Secure telework capabilities top DISA's 2021 plans

The Defense Information Systems Agency is looking at "gray networks" and expanding its cloud-based internet isolation browser solution to email.

shutterstock ID ID: 1700010517 By Tama2u
 

Telework and cybersecurity tools top the Defense Information Systems Agency's priorities for 2021, including adding onto its cloud-based internet isolation browser solution that created an air gap between internet traffic and DOD's network.

Steve Wallace, DISA's systems innovation scientist for the emerging technology directorate, said the plan is to take CBII's technology and apply it to email and attachments in fiscal 2021.

"Now we're thinking we can take some of those same technologies and apply them to the problem around email and attachments," Wallace said during the virtual AFCEA TechNet Cyber conference Dec. 3, adding that DISA is still trying to understand that space.

DISA is also exploring the potential use for a "gray network," which is separate from the Commercial Virtual Remote environment, to enhance classified telework capabilities, Wallace told reporters.

"The purpose behind a gray network is when we get in the commercial solutions for classified (CSFC)," Wallace said. "It's very thin; users don't actually live there.

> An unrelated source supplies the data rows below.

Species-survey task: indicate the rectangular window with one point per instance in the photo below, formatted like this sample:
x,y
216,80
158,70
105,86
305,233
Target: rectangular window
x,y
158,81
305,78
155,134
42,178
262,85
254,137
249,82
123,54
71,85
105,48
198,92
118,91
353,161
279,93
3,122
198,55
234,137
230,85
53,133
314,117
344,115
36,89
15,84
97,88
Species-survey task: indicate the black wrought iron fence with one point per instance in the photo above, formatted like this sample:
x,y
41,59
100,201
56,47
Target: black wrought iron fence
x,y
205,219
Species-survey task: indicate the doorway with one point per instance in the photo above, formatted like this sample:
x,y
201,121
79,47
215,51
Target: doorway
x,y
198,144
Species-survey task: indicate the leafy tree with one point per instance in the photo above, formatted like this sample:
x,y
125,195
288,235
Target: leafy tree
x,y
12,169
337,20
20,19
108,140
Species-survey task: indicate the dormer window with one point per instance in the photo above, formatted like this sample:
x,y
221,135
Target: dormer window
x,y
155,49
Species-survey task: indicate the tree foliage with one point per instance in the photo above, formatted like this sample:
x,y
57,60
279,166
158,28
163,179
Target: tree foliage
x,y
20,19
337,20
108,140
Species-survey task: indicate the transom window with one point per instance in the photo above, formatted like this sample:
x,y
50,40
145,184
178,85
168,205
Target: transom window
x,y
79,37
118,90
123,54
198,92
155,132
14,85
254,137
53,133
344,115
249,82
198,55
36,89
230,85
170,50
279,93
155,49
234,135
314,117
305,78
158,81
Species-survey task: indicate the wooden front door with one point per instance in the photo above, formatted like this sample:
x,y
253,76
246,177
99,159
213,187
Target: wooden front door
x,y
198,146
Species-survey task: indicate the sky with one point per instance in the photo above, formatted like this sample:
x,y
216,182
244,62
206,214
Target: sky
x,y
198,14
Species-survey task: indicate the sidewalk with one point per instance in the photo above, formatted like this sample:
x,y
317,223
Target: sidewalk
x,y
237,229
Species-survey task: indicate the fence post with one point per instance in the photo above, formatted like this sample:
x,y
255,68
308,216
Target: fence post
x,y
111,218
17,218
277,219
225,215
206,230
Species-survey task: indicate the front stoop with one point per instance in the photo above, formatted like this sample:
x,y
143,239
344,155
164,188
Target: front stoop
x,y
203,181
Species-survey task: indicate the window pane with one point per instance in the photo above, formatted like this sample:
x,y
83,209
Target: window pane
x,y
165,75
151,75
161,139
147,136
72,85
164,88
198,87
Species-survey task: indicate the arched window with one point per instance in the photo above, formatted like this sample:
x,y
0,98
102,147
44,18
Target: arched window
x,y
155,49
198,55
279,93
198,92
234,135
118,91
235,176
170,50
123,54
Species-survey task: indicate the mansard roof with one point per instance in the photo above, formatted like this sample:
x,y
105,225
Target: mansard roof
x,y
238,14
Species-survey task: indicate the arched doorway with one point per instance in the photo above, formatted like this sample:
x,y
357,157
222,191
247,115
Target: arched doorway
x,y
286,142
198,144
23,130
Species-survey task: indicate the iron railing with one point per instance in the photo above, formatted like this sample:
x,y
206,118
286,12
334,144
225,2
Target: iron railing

It's really a stopping off point for traffic," adding that gray networks require two virtual private network solutions, where the outer VPN terminates in the gray network while the inner VPN "continues its way back up."

The developments come as the Defense Department plans to move CVR, the Microsoft Teams based teleworking tool for DOD, to a permanent capability in 2021 and the demand for classified remote technologies -- or at least tools where people with various classification levels can collaborate -- increases.

Demand for secure teleworking tools is expected to continue trending up amid the coronavirus pandemic, but Wallace said that there wasn't a releasable date for when the gray network capability would roll out. (DISA is also working on a classified prototype that uses virtual mobile infrastructure that could wrap up in 2021, he said during the conference.)

"We expect the demand to continue as well and we're working very hard. I don't have a date that I can announce right now on it, but we are working really hard to get something delivered as quickly as possible because we do realize the urgency in it."

In addition to classified telework tools, DISA is also looking at encrypted traffic analysis, looking for anomalies to help better detect malware, as well as potential alternatives to network perimeter security using zero trust security concepts, Wallace said.